Here’s a picture illustrating a group-structured program like the one just mentioned:
In this example we actually see even more groups than were mentioned above: the back-end is sharded too, and then there are groups shown that might be used by the back-end to notify the cache layer when updates occur, as is needed in a so-called coherently cached, strongly consistent store. Paxos would be useful in the back-end, whereas the cache layer would be stateless and hence only needs atomic multicast (which is much faster). Applications like this are easy to build with Derecho, and they run at the full speed of your RDMA network, if you have RDMA deployed.
The point then is that replication is used here to ensure rapid failure recovery of the application instance (this is the data in the back-end store), and for scaling to handle high query rates (the replication in the cache layer). But this form of replication is entirely focused on local state: the information needed to control one car, for example.
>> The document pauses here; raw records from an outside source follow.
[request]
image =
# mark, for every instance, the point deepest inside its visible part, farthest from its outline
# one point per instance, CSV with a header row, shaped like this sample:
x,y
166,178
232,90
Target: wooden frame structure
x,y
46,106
I tried to make a picture with a few of these structured applications sharing information through a key-value store, but it gets a little complex if I show more than two. So here are two of them: task A on the left and task B on the right. The transactional DHT in the middle could be FaRM or Herd:
Notice the distinction: local state was replicated in each of task A and task B (handling two different vehicles), but the global state that defines the full state of the world, as it were, is stored in the transactional key-value database that they share. This matters: processes running within A or within B know of the structure of the overall car-manager task in which they run. Subtasks of a single task actually know about one-another and cooperate actively. In contrast, when we consider task A as a unit, and task B as a unit, the picture changes: A does not really know that B is active and they do not normally cooperate directly. Instead, they share data through an the DHT: the transactional key-value subsystem.
As in the case of RDMA, there is a lot more to be said here. I've posted sub-topic remarks on a few of the points that I find most interesting.